Tingvall Trio – Dance (Skip Records/IRD 2020)

Sebbene il trio di Martin Tingvall sia indubitabilmente un formazione d’area jazz, bollare questo suo prodotto come un disco di jazz sarebbe riduttivo, anche perché si tratta di un concept che seppur ovviamente legato a questo genere musicale, in qualche modo ne esula per il fatto stesso di essere un disco a carattere multietnico e vario.

Il pianista Tingvall e i suoi compari Omar Rodriguez Calvo (contrabbasso) e Jürgen Spiegel (batteria), sono già di per sé un trio di carattere internazionale, il progetto di questo Dance poi, è quello di proporre all’ascoltatore un viaggio intorno al mondo al ritmo di danze di varia provenienza rilette secondo i canoni della musica jazz, ma comunque sempre cercando di sfuggire alle classificazioni e definizioni troppo categoriche.

Ogni brano di questo disco è un viaggio a sé, eppure legato a doppio filo con ciascuna altra composizione, il doppio filo del jazz e della danza.

Il progetto, scaturito durante le prove di una delle nuove composizioni, Cuban SMS, si apre con Tokyo Dance, affascinante brano dalle evidenti atmosfere riconducibili al paese del Sol Levante, di seguito il brano che intitola il disco, meno definito e appropinquabile ad una specifica location.

Travolgente il primo accostamento – altri ne troveremo più avanti – alla musica latina, Spanish Swing, in cui gli echi flamenchi, pur ben mimetizzati si fanno sentire.
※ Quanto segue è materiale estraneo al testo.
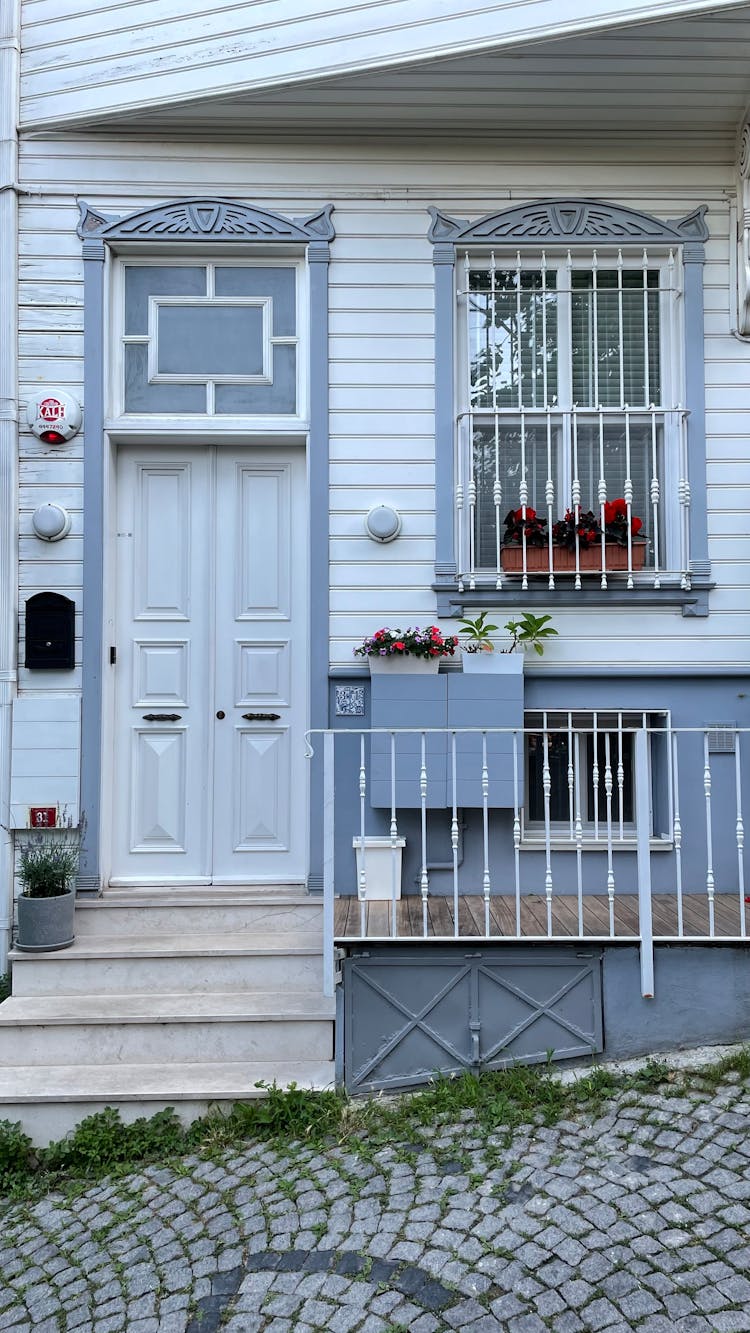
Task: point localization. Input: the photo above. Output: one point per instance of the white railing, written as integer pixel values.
(658, 552)
(614, 831)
Più intima sicuramente la nordica Flotten, mentre la breve Riddaren si muove sulle ali di una bella ballata slow blues.

Con la menzionata Cuban Swing ovviamente i ritmi si fanno più vivaci e latini, i Caraibi sono all’orizzonte per il trio di Tingvall e la musica vira di conseguenza.

Poi il disco trona in oriente, stavolta quello medio, in Arabia per intenderci e mentre la sezione ritmica lavora di fantasia, il piano ordisce una trama che porta alla mente lunghe carovane di cammelli ondeggianti sulle dune, trama su cui Arabic Slow Dance si srotola a proprio agio.

Qualche eco di musica latina emerge anche in Puls, Det Lilla invece lascia più spazio al jazz più propriamente detto, anche se alla base si lascia ricondurre al tema della danza, come se fosse un lento moderno minuetto.

Ya Man occhieggia di nuovo ai Caraibi, ma stavolta con citazioni reggae, mentre Bolero è il classico ballo secondo la rilettura in stile Tingvall trio. Si resta in Europa, ma stavolta di nuovo nordica con la gelida Sommarvision, che prelude al finale affidato alla lunga In Memory.